B. LES REPRÉSENTANTS INDÉPENDANTISTES ONT TROUVÉ LEUR PLACE DANS LA NOUVELLE ARCHITECTURE INSTITUTIONNELLE

La réussite de l'accord de Nouméa tient également à la capacité des représentants indépendantistes à respecter les engagements pris depuis 1988, au premier rang desquels se trouve le retour à la paix.

La violence avait en effet atteint son paroxysme avec la prise d'otage de gendarmes et l'assaut donné par le groupe d'intervention de la gendarmerie nationale le 5 mai 1988 sur l'île d'Ouvéa, qui s'est soldée par la mort de dix-neuf militants indépendantistes et de deux militaires. En renonçant à l'action violente après la signature des accords de Matignon-Oudinot du 26 juin 1988, les responsables indépendantistes ont rendu possible le dialogue et la co-construction de l'avenir institutionnel de la Nouvelle-Calédonie. Cette concession, qui est aujourd'hui saluée par l'ensemble de la population calédonienne, ne faisait pas consensus parmi les militants indépendantistes au tournant des années 1990. Jean-Marie Tjibaou, signataire des accords de Matignon-Oudinot, et Yeiwéné Yeiwéné, membre du front de libération nationale kanak et socialiste (FLNKS), ont ainsi été assassinés le 4 mai 1989 par un militant leur reprochant d'avoir accepté de négocier l'avenir institutionnel de la Nouvelle-Calédonie avec les responsables non-indépendantistes.

Dix ans après la fin des « évènements », les responsables indépendantistes ont non seulement accepté le retour à la paix mais ont également participé aux processus politiques électoraux communaux, provinciaux et calédoniens définis dans le cadre de l'accord de Nouméa. La configuration politique actuelle n'a jamais été aussi favorable aux indépendantistes qui contrôlent désormais deux des trois provinces
- la province Nord et la province des Iles -, et près de la moitié des communes. Ils président le gouvernement collégial et le Congrès. Les trois consultations d'autodétermination ont été déclenchées par les élus indépendantistes du Congrès dans le strict respect des conditions fixées par l'accord de Nouméa.

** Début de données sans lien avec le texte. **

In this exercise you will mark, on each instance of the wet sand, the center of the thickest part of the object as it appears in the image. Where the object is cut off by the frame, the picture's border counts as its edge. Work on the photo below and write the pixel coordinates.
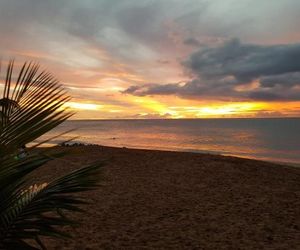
(172, 200)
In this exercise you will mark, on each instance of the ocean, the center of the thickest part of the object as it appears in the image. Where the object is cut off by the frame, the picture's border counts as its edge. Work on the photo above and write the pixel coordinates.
(270, 139)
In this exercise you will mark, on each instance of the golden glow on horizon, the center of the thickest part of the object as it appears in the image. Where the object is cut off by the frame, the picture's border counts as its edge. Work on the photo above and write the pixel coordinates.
(229, 109)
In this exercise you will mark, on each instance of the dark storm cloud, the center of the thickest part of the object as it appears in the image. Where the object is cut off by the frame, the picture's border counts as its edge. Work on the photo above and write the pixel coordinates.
(220, 72)
(245, 61)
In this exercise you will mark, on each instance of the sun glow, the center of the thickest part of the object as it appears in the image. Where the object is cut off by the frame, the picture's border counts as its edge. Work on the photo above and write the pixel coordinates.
(229, 109)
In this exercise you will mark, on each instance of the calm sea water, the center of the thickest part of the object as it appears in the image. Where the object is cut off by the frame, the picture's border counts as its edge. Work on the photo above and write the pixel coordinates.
(268, 139)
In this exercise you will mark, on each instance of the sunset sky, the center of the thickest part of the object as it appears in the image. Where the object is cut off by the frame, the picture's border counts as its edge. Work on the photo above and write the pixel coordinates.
(163, 58)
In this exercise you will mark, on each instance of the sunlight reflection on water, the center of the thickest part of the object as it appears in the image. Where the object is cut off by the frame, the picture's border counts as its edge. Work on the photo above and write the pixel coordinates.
(269, 139)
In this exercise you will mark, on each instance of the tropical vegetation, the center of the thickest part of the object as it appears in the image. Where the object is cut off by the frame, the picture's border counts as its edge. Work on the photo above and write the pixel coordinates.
(33, 103)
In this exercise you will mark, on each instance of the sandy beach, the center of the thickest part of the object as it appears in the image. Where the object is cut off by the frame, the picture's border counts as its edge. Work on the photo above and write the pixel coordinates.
(171, 200)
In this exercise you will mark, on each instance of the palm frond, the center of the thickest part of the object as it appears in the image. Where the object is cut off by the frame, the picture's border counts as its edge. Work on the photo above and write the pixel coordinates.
(32, 104)
(37, 210)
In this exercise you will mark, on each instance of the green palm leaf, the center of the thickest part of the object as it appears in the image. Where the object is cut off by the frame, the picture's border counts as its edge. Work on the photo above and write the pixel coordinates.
(32, 104)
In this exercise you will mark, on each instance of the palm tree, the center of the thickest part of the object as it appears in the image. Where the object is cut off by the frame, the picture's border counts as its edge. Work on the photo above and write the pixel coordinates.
(32, 104)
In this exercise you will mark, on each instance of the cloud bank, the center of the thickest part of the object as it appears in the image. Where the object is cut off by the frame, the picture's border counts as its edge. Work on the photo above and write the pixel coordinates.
(236, 70)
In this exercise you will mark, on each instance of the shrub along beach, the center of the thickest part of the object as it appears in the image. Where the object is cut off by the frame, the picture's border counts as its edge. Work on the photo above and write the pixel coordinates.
(171, 200)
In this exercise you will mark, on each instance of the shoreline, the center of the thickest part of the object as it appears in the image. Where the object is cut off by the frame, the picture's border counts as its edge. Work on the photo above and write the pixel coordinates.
(179, 200)
(280, 162)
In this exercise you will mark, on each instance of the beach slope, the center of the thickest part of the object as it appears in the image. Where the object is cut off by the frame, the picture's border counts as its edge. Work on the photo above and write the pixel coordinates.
(172, 200)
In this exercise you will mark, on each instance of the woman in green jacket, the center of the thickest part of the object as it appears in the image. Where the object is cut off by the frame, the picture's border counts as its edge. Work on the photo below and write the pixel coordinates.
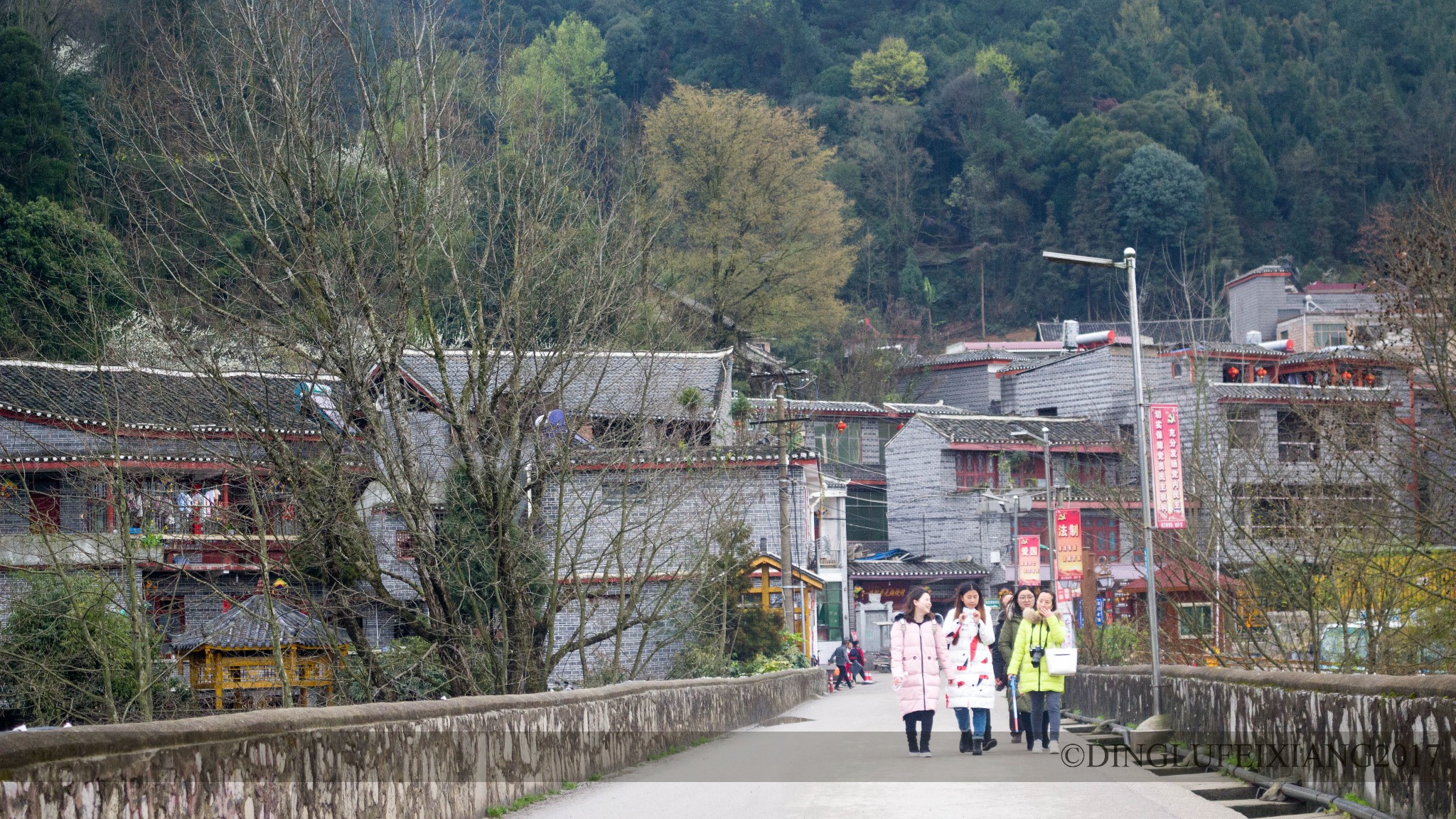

Les indépendantistes ont également consenti à partager le droit à l'autodétermination avec un corps électoral partiellement ouvert, tandis que les non-indépendantistes renonçaient à exiger que tous les électeurs de Nouvelle-Calédonie participent aux scrutins. Sans concerner l'ensemble des habitants de la Nouvelle-Calédonie, la liste électorale spéciale pour la consultation (LESC) ne regroupe pas seulement les Kanaks, ce qui témoigne de l'acceptation par les représentants indépendantistes de l'existence d'une identité calédonienne qui va au-delà des ethnies mélanésiennes. Les critères d'inscription sur la LESC, fixés à l'article 218 de la loi organique n° 99-209 du 19 mars 1999, n'ont pas été modifiés depuis leur mise en oeuvre, malgré les revendications des responsables non-indépendantistes qui considèrent qu'ils sont trop restrictifs compte tenu de l'évolution de la démographie calédonienne.

Les critères d'inscription sur la liste électorale spéciale
pour la consultation (LESC)

L'article 218 de la loi organique n° 99-209 du 19 mars 1999 pose les conditions dérogatoires au droit commun d'inscription sur la liste électorale spéciale pour la consultation.

Il dispose que « sont admis à participer à la consultation les électeurs inscrits sur la liste électorale à la date de celle-ci et qui remplissent l'une des conditions suivantes :

a) Avoir été admis à participer à la consultation du 8 novembre 1998 ;

b) N'étant pas inscrits sur la liste électorale pour la consultation du 8 novembre 1998, remplir néanmoins la condition de domicile requise pour être électeur à cette consultation ;

c) N'ayant pas pu être inscrits sur la liste électorale de la consultation du 8 novembre 1998 en raison du non-respect de la condition de domicile, justifier que leur absence était due à des raisons familiales, professionnelles ou médicales ;

d) Avoir eu le statut civil coutumier ou, nés en Nouvelle-Calédonie, y avoir eu le centre de leurs intérêts matériels et moraux ;

e) Avoir l'un de leurs parents né en Nouvelle-Calédonie et y avoir le centre de leurs intérêts matériels et moraux ;

f) Pouvoir justifier d'une durée de vingt ans de domicile continu en Nouvelle-Calédonie à la date de la consultation et au plus tard au 31 décembre 2014 ;

g) Être nés avant le 1er janvier 1989 et avoir eu son domicile en Nouvelle-Calédonie de 1988 à 1998 ;

h) Être nés à compter du 1er janvier 1989 et avoir atteint l'âge de la majorité à la date de la consultation et avoir eu un de leurs parents qui satisfaisait aux conditions pour participer à la consultation du 8 novembre 1998.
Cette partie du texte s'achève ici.